GOOG Results, Ouch (It Was the Taxes)

I’ve done just a quick scan, and have taken a look at the after market trading (GOOG down 6% already since the bell, UPDATE now 12%), and the quarter doesn’t appear to have delivered on what the street wanted.

From my read, GOOG fell well short of EPS estimates (their GAAP $1.22/share, non-GAPP was $1.54, street was expecting $1.77 or so), and growth from Q3 was pretty shallow (relative to the seasonal blowout that I expect investors wanted and expected, given the share price).

This is not to say GOOG is going down the drain, or a bad company. It’s clearly the healthiest, best, most important Internet company right now. But it does seem to confirm my earlier suspicions they were worried about their growth, and that it wasn’t strong enough to meet the market’s incredible expectations given the share price.

I’ll tune into the conference call for kicks, this should make the folks over at Yahoo! feel a little better…

UPDATE: Listening into the call, and looking more closely at the results table (nice q-over-q presentation here) it’s clear that a whopper tax hit that they didn’t seem to foresee was the culprit behind non-GAAP EPS being off the mark by at almost $.20/share. But even without the tax hit, it’s clear that revenues and earnings would only have met, not exceeded, expectations, and that was not going to be enough to keep the stock flying in the mid-400s, with a P/E of over 90.

Overall, pretty positive presentation from the Google folks. Eric Schmidt and the CFO spent a lot of time talking about potential for the international market to fuel growth in the business. Having spent some time running an international consumer internet business (to be fair, one much, much, much smaller than Google’s) I, too, am bullish about growth.

But I’m not sure they should place too much faith there; they are already at 38% of total revenues for the int’l side, Google in Europe already has fantastic market share and can’t grow too much more, and there are many secular reasons why internet advertising is likely to remain smaller outside the United States for a while.
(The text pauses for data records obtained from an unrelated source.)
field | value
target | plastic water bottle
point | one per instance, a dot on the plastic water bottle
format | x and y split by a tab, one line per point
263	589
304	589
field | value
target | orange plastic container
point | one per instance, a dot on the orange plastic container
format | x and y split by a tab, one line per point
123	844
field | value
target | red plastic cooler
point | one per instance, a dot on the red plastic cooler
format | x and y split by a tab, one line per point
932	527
After all, in “traditional media,” about half of all advertising spending is in the United States, mainly because so much of the worldwide consumer demand for products and services comes from United States consumers…
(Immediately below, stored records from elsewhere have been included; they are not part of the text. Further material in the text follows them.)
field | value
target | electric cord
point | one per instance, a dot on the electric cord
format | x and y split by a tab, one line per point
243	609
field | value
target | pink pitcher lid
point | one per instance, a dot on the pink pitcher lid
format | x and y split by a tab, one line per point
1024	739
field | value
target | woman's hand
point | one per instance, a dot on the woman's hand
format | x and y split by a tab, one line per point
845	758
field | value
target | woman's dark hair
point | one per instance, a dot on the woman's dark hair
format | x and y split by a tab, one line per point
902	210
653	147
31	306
In the long term, Google is right to be bullish, but I think it will be a longer, harder slog than they are admitting.

It will be interesting, all-in-all, to see how the market digests all this news, that the tax hit was responsible for so much of the miss, but the fact too that they would just barely have met expectations even without the additional taxes, which in and of itself would have been a miss and a disappointment.